De Beer’s book excels in gathering a great mass of material, including Bakhuizen’s drawings and prints, and ordering it chronologically. She also discusses a number of his most important followers and imitators. This is a valuable service considering the artist’s large oeuvre and the huge number of copies and imitations of his work. The information she provides on copies and variants of a number of major pictures will be of great interest to curators, dealers, and collectors, pending the publication of the catalogue raisonné that the jacket blurb notes she is producing. What is missing in this volume is a more synthesized vision of Bakhuizen’s career and his art. We have no sense of an overview of his preferences in subject matter – how often his paintings depict war ships and yet how rarely he depicts actual battles; how often his images involve ocean-going commerce or shipping in local waters, but how rarely he deals with fishing. His relationships with poets are mentioned but their implications are not considered in depth, just as his fame as a calligrapher is not brought into relation to his artistic stature and his consciousness of his own artistry and fame.

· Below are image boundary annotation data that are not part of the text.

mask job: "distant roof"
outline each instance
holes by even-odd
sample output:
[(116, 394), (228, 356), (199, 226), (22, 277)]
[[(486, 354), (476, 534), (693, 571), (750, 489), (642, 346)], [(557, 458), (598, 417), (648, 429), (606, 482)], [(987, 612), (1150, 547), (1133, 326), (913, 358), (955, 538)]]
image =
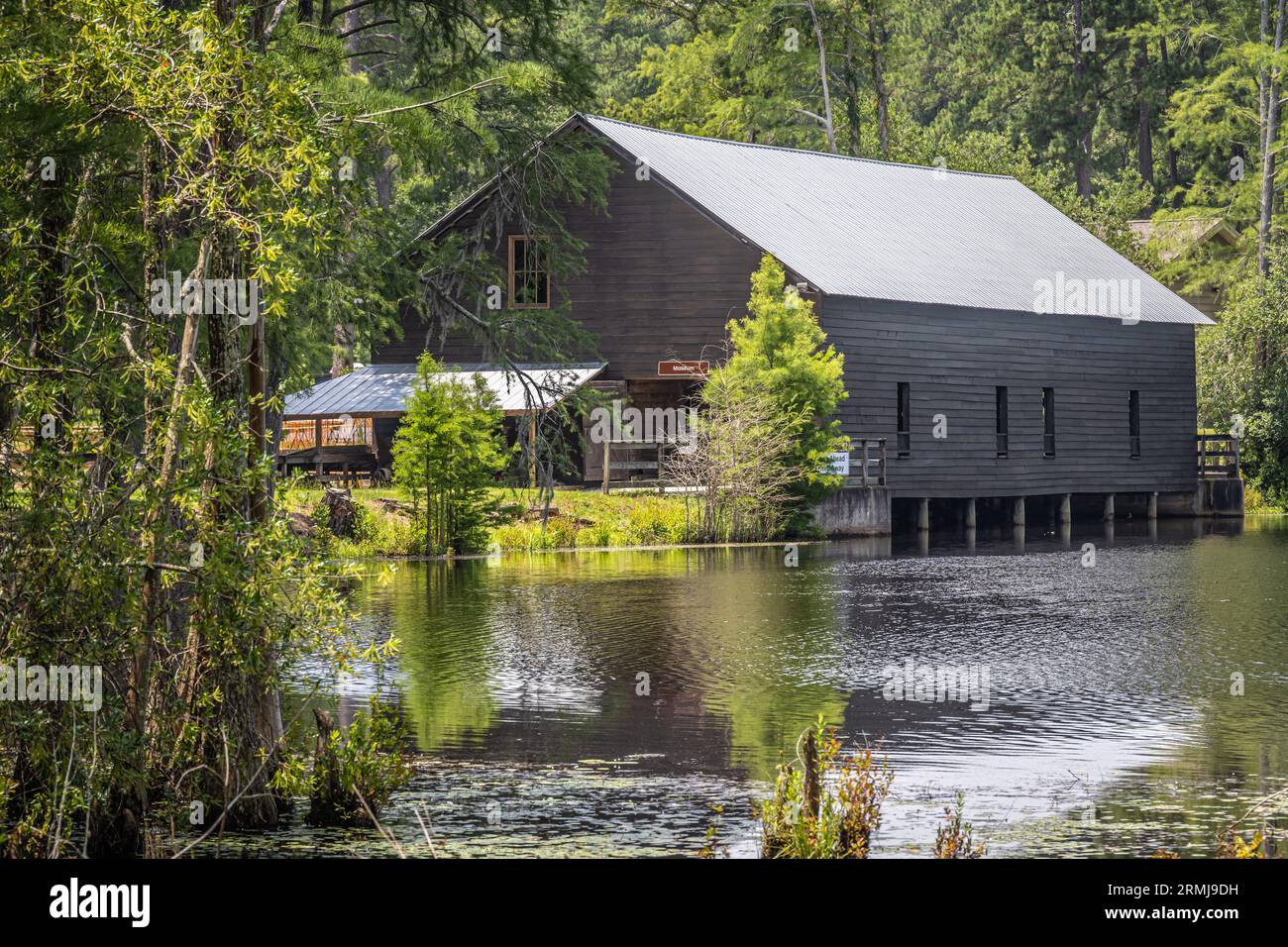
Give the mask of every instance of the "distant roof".
[(1239, 234), (1230, 224), (1216, 216), (1182, 216), (1163, 220), (1128, 220), (1132, 233), (1142, 244), (1159, 245), (1159, 256), (1164, 263), (1184, 255), (1209, 240), (1226, 246), (1239, 242)]
[[(501, 410), (522, 415), (550, 407), (572, 394), (604, 370), (605, 362), (580, 365), (519, 365), (506, 371), (498, 365), (444, 365), (435, 379), (466, 380), (482, 375)], [(301, 417), (392, 417), (406, 412), (407, 398), (416, 385), (415, 365), (368, 365), (348, 375), (319, 381), (296, 394), (286, 396), (282, 416)], [(527, 379), (528, 384), (524, 384)]]
[(1139, 280), (1141, 320), (1211, 322), (1015, 178), (582, 119), (827, 294), (1033, 312), (1038, 281)]

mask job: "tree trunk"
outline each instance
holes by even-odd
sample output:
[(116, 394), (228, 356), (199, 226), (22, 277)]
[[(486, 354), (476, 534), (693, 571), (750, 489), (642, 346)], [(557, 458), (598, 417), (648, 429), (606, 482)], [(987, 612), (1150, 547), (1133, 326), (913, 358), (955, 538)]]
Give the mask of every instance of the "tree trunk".
[(823, 27), (818, 22), (814, 0), (805, 0), (810, 21), (814, 23), (814, 40), (818, 43), (818, 77), (823, 82), (823, 126), (827, 130), (827, 147), (836, 155), (836, 128), (832, 124), (832, 93), (827, 84), (827, 46), (823, 43)]
[(1140, 107), (1136, 125), (1136, 167), (1141, 180), (1153, 191), (1154, 188), (1154, 140), (1150, 131), (1151, 110), (1149, 107), (1149, 48), (1148, 40), (1141, 39), (1140, 52), (1136, 53), (1136, 100)]
[[(1073, 91), (1075, 97), (1083, 93), (1082, 84), (1086, 75), (1086, 64), (1082, 59), (1082, 0), (1073, 0)], [(1087, 115), (1082, 106), (1074, 111), (1078, 125), (1087, 122)], [(1073, 173), (1077, 180), (1078, 196), (1091, 200), (1091, 124), (1086, 124), (1078, 135)]]
[[(1270, 0), (1261, 0), (1261, 39), (1270, 40)], [(1275, 9), (1274, 53), (1278, 57), (1284, 43), (1284, 0)], [(1270, 274), (1270, 242), (1275, 206), (1275, 142), (1279, 138), (1279, 68), (1261, 73), (1261, 220), (1257, 227), (1257, 269)]]
[(881, 157), (890, 157), (890, 93), (885, 84), (886, 28), (877, 13), (878, 0), (868, 0), (868, 48), (872, 58), (872, 89), (877, 97), (877, 143)]

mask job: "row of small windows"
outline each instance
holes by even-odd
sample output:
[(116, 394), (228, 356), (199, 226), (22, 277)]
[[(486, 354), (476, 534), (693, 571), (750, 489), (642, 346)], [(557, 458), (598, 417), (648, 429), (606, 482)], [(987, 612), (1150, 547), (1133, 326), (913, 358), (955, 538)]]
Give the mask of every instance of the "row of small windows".
[[(912, 387), (900, 381), (898, 388), (896, 439), (895, 450), (900, 457), (912, 452)], [(1006, 457), (1011, 452), (1011, 406), (1010, 388), (997, 387), (997, 456)], [(1135, 388), (1127, 392), (1127, 443), (1132, 457), (1140, 456), (1140, 392)], [(1055, 389), (1042, 389), (1042, 454), (1055, 456)]]

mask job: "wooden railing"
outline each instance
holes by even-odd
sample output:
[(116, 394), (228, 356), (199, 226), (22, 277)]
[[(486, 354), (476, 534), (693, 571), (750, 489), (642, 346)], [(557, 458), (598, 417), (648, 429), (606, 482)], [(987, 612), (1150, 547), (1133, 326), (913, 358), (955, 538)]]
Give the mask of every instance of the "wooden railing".
[[(876, 465), (875, 472), (872, 470), (873, 464)], [(858, 472), (854, 470), (855, 465), (858, 465)], [(869, 487), (873, 483), (878, 487), (885, 486), (884, 437), (860, 437), (850, 441), (850, 479), (858, 479), (860, 487)]]
[(1195, 434), (1199, 477), (1238, 477), (1239, 438), (1230, 434)]
[(317, 447), (319, 425), (323, 447), (371, 447), (375, 445), (370, 417), (323, 417), (321, 421), (282, 421), (282, 441), (277, 452), (292, 454)]

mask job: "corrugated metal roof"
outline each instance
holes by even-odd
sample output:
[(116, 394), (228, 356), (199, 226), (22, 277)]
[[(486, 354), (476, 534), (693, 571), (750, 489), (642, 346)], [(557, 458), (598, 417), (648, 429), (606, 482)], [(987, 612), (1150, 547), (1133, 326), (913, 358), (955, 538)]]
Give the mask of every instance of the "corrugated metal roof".
[[(444, 371), (434, 378), (466, 380), (470, 375), (482, 375), (501, 410), (507, 415), (518, 415), (532, 407), (555, 405), (601, 372), (604, 365), (519, 365), (518, 368), (527, 376), (527, 384), (519, 374), (497, 365), (444, 365)], [(291, 420), (398, 415), (407, 410), (407, 398), (415, 390), (416, 378), (415, 365), (368, 365), (354, 368), (348, 375), (327, 379), (286, 396), (282, 416)]]
[(1034, 312), (1050, 286), (1051, 312), (1122, 318), (1135, 307), (1103, 311), (1122, 289), (1142, 321), (1211, 322), (1014, 178), (583, 117), (827, 294)]

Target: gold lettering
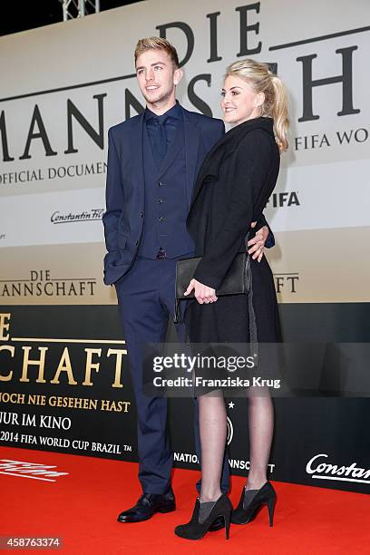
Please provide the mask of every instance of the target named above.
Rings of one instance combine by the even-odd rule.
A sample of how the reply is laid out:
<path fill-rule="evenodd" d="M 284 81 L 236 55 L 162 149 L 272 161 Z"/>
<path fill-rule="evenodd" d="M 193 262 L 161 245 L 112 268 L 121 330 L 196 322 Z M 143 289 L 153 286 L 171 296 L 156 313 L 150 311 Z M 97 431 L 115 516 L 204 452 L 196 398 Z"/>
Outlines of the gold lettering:
<path fill-rule="evenodd" d="M 127 355 L 126 349 L 108 349 L 107 356 L 115 355 L 116 356 L 116 367 L 114 375 L 114 382 L 112 384 L 112 387 L 123 387 L 121 384 L 121 370 L 122 366 L 122 355 Z"/>
<path fill-rule="evenodd" d="M 85 367 L 85 379 L 83 382 L 83 385 L 92 385 L 92 382 L 91 380 L 92 377 L 92 370 L 95 370 L 95 372 L 99 372 L 100 363 L 92 363 L 92 355 L 98 355 L 98 356 L 102 355 L 102 349 L 84 349 L 86 353 L 86 367 Z"/>
<path fill-rule="evenodd" d="M 5 324 L 5 320 L 10 320 L 10 312 L 0 313 L 0 340 L 7 341 L 9 339 L 9 334 L 5 335 L 5 331 L 9 329 L 10 324 Z"/>
<path fill-rule="evenodd" d="M 40 351 L 40 358 L 39 360 L 30 360 L 29 354 L 32 347 L 30 346 L 23 346 L 22 349 L 24 351 L 24 363 L 22 368 L 22 377 L 19 380 L 20 382 L 29 382 L 30 380 L 27 377 L 28 374 L 28 366 L 34 365 L 39 367 L 39 375 L 36 382 L 38 384 L 45 384 L 46 380 L 44 379 L 44 371 L 45 368 L 45 353 L 49 350 L 49 347 L 37 347 Z"/>
<path fill-rule="evenodd" d="M 77 385 L 77 382 L 74 380 L 73 373 L 72 371 L 71 358 L 69 355 L 68 347 L 64 347 L 64 350 L 62 354 L 61 359 L 59 361 L 58 367 L 56 369 L 55 375 L 53 380 L 50 381 L 51 384 L 60 384 L 59 376 L 62 372 L 66 372 L 68 375 L 68 384 L 69 385 Z"/>
<path fill-rule="evenodd" d="M 2 345 L 0 346 L 0 351 L 9 351 L 9 353 L 11 354 L 12 358 L 15 355 L 15 347 L 12 346 L 11 345 Z M 1 374 L 0 374 L 0 382 L 10 382 L 12 377 L 13 377 L 13 370 L 10 370 L 9 374 L 7 375 L 1 375 Z"/>

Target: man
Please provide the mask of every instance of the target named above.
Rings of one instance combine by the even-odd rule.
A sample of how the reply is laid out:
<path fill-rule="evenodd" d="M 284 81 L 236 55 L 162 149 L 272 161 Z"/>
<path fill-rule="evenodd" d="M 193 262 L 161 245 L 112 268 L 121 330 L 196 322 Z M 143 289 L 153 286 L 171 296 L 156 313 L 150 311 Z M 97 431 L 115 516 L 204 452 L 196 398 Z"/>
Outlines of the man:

The author emphasizes Bakhuizen’s strong tendency to reinvent the compositions and subjects of earlier generations of Dutch and Flemish marine artists. She also notes the number of self-portraits in his work, including six paintings. These images depict Bakhuizen as a gentleman; in one case, his learning in mathematics, geography, and astronomy and his skill as a writing master are emphasized. This all suggests a distinctly self-aware artist, who consciously sought to absorb and rework styles and subjects while retaining his own artistic identity. His failure to standardize the spelling of his family name until well into his career is thus surprising. Surprising, too, is De Beer’s use, without explanation, of the spelling ‘Backhuysen’ when the artist himself tended from the late 1680s to favor the spelling ‘Bakhuizen.’This is the spelling used in the notices of his death and the spelling adopted by the Amsterdam exhibition of 1985.

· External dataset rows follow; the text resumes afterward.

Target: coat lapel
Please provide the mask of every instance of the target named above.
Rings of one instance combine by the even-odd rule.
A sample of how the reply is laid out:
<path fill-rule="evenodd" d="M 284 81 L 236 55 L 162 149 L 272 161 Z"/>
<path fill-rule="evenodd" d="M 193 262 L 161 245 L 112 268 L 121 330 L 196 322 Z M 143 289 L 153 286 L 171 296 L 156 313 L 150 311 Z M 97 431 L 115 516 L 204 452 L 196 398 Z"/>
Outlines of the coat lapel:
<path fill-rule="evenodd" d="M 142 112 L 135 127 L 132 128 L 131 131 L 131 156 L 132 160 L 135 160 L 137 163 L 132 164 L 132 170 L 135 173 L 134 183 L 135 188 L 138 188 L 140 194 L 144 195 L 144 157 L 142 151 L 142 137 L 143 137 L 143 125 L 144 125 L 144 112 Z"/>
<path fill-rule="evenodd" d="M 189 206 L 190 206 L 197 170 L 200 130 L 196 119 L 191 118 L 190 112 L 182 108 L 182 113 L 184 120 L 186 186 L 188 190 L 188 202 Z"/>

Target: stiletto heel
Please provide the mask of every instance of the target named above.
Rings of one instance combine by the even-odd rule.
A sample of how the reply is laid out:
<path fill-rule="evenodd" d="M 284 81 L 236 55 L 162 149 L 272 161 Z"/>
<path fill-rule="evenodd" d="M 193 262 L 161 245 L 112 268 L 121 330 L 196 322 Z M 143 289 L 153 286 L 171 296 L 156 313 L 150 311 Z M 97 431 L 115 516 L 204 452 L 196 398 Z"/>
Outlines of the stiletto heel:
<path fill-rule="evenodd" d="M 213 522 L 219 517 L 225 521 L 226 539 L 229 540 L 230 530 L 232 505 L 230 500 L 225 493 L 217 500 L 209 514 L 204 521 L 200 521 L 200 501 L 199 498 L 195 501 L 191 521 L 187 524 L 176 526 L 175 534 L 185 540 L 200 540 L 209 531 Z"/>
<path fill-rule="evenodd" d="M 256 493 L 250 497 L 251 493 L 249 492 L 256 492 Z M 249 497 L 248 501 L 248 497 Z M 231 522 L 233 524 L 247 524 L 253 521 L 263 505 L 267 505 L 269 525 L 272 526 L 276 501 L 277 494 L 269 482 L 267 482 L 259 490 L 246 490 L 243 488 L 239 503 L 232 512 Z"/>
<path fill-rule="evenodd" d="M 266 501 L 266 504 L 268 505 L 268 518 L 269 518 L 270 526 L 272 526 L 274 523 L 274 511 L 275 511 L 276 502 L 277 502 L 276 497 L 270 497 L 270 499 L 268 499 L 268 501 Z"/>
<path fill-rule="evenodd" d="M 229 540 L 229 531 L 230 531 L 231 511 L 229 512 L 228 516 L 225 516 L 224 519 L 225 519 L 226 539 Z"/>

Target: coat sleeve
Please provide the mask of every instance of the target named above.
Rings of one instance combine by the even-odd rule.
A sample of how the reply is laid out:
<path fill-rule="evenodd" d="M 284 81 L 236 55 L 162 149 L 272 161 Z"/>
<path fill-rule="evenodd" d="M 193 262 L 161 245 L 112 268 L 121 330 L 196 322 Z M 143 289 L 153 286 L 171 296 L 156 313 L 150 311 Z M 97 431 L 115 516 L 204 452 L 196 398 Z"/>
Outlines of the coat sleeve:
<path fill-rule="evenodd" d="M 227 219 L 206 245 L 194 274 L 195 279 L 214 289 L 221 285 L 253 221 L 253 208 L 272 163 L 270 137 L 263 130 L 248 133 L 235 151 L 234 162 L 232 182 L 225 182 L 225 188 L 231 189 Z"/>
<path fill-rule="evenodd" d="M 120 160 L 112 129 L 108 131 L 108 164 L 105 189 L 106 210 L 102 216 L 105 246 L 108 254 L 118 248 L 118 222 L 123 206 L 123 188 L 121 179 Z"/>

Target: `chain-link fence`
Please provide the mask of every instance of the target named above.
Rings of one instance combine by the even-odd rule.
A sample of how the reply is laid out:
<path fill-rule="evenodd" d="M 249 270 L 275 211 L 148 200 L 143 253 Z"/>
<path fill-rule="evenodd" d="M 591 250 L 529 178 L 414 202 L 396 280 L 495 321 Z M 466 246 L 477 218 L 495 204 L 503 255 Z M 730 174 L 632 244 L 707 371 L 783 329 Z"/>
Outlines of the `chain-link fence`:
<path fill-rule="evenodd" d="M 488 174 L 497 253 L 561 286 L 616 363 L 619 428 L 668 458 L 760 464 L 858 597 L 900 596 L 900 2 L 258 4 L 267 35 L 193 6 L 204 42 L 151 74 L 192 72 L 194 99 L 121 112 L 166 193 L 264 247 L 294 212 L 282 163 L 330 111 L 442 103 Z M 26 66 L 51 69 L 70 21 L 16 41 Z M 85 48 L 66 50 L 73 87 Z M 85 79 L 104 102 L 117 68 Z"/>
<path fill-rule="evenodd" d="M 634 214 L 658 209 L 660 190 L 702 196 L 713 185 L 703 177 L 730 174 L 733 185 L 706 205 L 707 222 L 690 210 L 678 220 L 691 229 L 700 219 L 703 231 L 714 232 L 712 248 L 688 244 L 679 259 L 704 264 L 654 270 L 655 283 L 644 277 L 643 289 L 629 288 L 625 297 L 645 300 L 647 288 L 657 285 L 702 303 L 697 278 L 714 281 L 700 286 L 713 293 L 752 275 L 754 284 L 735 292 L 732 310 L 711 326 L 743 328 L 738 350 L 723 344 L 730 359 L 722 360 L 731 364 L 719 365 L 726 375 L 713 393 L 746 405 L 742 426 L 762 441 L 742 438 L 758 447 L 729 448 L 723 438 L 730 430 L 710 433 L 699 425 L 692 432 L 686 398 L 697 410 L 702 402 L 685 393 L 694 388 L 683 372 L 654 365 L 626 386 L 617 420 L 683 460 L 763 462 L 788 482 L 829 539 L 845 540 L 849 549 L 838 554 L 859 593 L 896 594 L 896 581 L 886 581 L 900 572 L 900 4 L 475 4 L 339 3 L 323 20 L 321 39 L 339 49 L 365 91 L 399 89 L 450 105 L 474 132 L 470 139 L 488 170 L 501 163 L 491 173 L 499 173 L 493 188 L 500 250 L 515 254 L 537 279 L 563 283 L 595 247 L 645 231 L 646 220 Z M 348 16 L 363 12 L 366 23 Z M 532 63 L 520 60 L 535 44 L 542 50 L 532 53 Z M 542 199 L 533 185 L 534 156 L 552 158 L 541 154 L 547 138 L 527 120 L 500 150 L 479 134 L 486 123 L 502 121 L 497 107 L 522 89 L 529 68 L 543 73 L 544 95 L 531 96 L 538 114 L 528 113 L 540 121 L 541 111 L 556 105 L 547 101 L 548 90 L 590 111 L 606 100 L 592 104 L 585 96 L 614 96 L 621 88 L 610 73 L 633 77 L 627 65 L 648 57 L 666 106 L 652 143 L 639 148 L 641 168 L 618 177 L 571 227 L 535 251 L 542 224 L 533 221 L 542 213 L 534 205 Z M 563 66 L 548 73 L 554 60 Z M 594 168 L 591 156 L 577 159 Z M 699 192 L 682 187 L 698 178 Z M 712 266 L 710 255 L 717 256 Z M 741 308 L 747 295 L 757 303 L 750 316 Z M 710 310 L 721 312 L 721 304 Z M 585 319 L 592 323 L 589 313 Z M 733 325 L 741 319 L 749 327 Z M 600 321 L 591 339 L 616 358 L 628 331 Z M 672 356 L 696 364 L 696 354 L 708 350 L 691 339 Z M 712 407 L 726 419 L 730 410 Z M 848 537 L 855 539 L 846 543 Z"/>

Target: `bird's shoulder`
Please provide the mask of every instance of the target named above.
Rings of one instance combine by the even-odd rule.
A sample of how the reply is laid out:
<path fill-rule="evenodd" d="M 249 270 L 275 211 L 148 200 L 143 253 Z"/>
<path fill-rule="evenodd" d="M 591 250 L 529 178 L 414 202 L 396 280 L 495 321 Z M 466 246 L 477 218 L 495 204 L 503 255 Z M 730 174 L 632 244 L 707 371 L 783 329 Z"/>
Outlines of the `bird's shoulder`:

The production of the book is for the most part lavish and well-organized. The large number of excellent color reproductions is a valuable feature. I do have two quibbles. Many detail photographs are reproduced at the same or nearly the same scale as the whole image, in effect cancelling the point of a detail. All reproductions of Bakhuizen’s pictures have both a figure number and a catalogue number, the latter presumably referring to De Beer’s forthcoming catalogue raisonné. It is sometimes difficult to locate illustrations, since the text often cites pictures by catalogue number, while the illustrations are numbered sequentially by figure number. These are, of course, minor points in a book that makes an overview of the work of a major artist available for the first time.